Well, Mack certainly was en fuego in the latest episode of “Marvel’s Agents of S.H.I.E.L.D.,” wasn’t he? And a bit too literally for his taste.
Of course, you’ll want to have seen the Nov. 29 episode, “Deals With Our Devils,” before diving into the upcoming spoilery conversation as the series moves into the endgame of its Ghost Rider story arc. All caught up? You may proceed…
During the episode, the Spirit of Vengeance abandons Robbie Reyes for the more malleable form of Mack, possessing him and imbuing him with Ghost Rider’s traditional blazing skull and making immediate use of Mack’s motorcycle.
The everyman agent is ultimately freed from a torturous existence as the latest Ghost Rider when Robbie cajoles the demonic force into reclaiming its grip on him once again. Its clear that while actor Henry Simmons enjoyed his single outing as the flaming force of revenge, he’s glad Mack’s himself again — minus some long-buried psychic wounds the spirit may have knocked back up to the surface…
On his reaction when he learned of Mack’s transformation:
Henry Simmons: I was shocked. I was completely shocked and flattered. That’s a pretty big property. Ghost Rider is a lot of responsibility! So, I started my work beforehand. The one thing they told me was that they said, “Okay, we want you to have something a little bit different from Robbie Reyes and what Gabe [Luna] is doing. We want to put your spin on it.”
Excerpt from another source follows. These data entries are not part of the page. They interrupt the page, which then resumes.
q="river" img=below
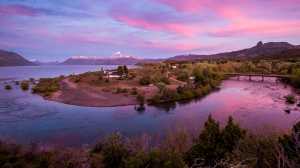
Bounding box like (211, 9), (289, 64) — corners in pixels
(0, 65), (300, 146)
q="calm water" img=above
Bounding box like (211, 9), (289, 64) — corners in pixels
(0, 65), (117, 81)
(0, 66), (300, 146)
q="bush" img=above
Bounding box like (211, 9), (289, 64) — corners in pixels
(116, 88), (128, 94)
(285, 95), (296, 104)
(160, 76), (170, 85)
(20, 81), (29, 91)
(176, 71), (189, 82)
(4, 85), (12, 90)
(92, 133), (129, 168)
(130, 88), (138, 95)
(136, 94), (145, 105)
(139, 76), (151, 85)
(126, 150), (185, 168)
(32, 78), (60, 96)
(148, 89), (179, 104)
(291, 68), (300, 88)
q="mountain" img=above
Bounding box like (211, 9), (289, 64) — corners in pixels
(0, 50), (35, 66)
(33, 60), (61, 65)
(169, 41), (300, 61)
(62, 56), (163, 65)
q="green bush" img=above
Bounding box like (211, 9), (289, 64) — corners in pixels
(130, 88), (138, 95)
(285, 95), (296, 104)
(291, 68), (300, 88)
(92, 133), (129, 168)
(20, 81), (29, 91)
(4, 85), (12, 90)
(176, 71), (189, 82)
(116, 88), (128, 94)
(149, 89), (180, 104)
(139, 76), (151, 85)
(136, 94), (145, 105)
(32, 78), (60, 96)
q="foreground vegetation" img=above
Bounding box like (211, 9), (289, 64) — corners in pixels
(0, 116), (299, 168)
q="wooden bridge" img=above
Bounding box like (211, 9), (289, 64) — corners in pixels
(224, 73), (291, 81)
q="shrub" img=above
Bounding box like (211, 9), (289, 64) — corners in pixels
(285, 95), (296, 104)
(160, 76), (170, 85)
(136, 94), (145, 105)
(116, 88), (128, 94)
(148, 89), (179, 104)
(32, 78), (60, 96)
(73, 76), (81, 83)
(139, 76), (151, 85)
(126, 150), (185, 168)
(176, 71), (189, 82)
(92, 133), (129, 168)
(130, 88), (138, 95)
(20, 81), (29, 91)
(4, 84), (12, 90)
(291, 68), (300, 88)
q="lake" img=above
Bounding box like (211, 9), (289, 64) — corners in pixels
(0, 65), (300, 146)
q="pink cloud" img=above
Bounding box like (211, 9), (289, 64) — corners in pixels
(110, 0), (300, 38)
(112, 14), (200, 36)
(0, 4), (42, 17)
(156, 0), (208, 13)
(210, 19), (300, 37)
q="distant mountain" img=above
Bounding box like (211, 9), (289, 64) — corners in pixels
(0, 50), (35, 66)
(33, 60), (61, 65)
(169, 41), (300, 61)
(62, 56), (163, 65)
And when I went home and started thinking about it, I was like, “It’s already different because it’s me. What I need to work on is not the difference, but the similarity. It’s the spirit that’s similar.” So I looked at what Gabe was doing and I tried to incorporate some of the things that he did physically, but in my own way.
Let me tell you, it was great for one episode, but I wouldn’t want to do it all the time. Oh, my gosh! Geez! Where’s the humor?! It’s a little different. It’s hard to crack jokes when you’re a skull.
On Mack’s lack of control over the Spirit of Vengeance, and the mark it leaves on him:
That was easier, in a way. As an actor, you just let go and let the Ghost Rider speak through you. It wasn’t the struggle. But I will say that every person that’s inhabited by Ghost Rider, there are residual effects afterwards, and that’s going to be interesting to see.
The Ghost Rider has a way of tapping into pain and rage and your vulnerability. He has a way of tapping into that and using it for strength, and when he does that, it opens wounds and opens doors that people have tried to close for a long time, or may have buried.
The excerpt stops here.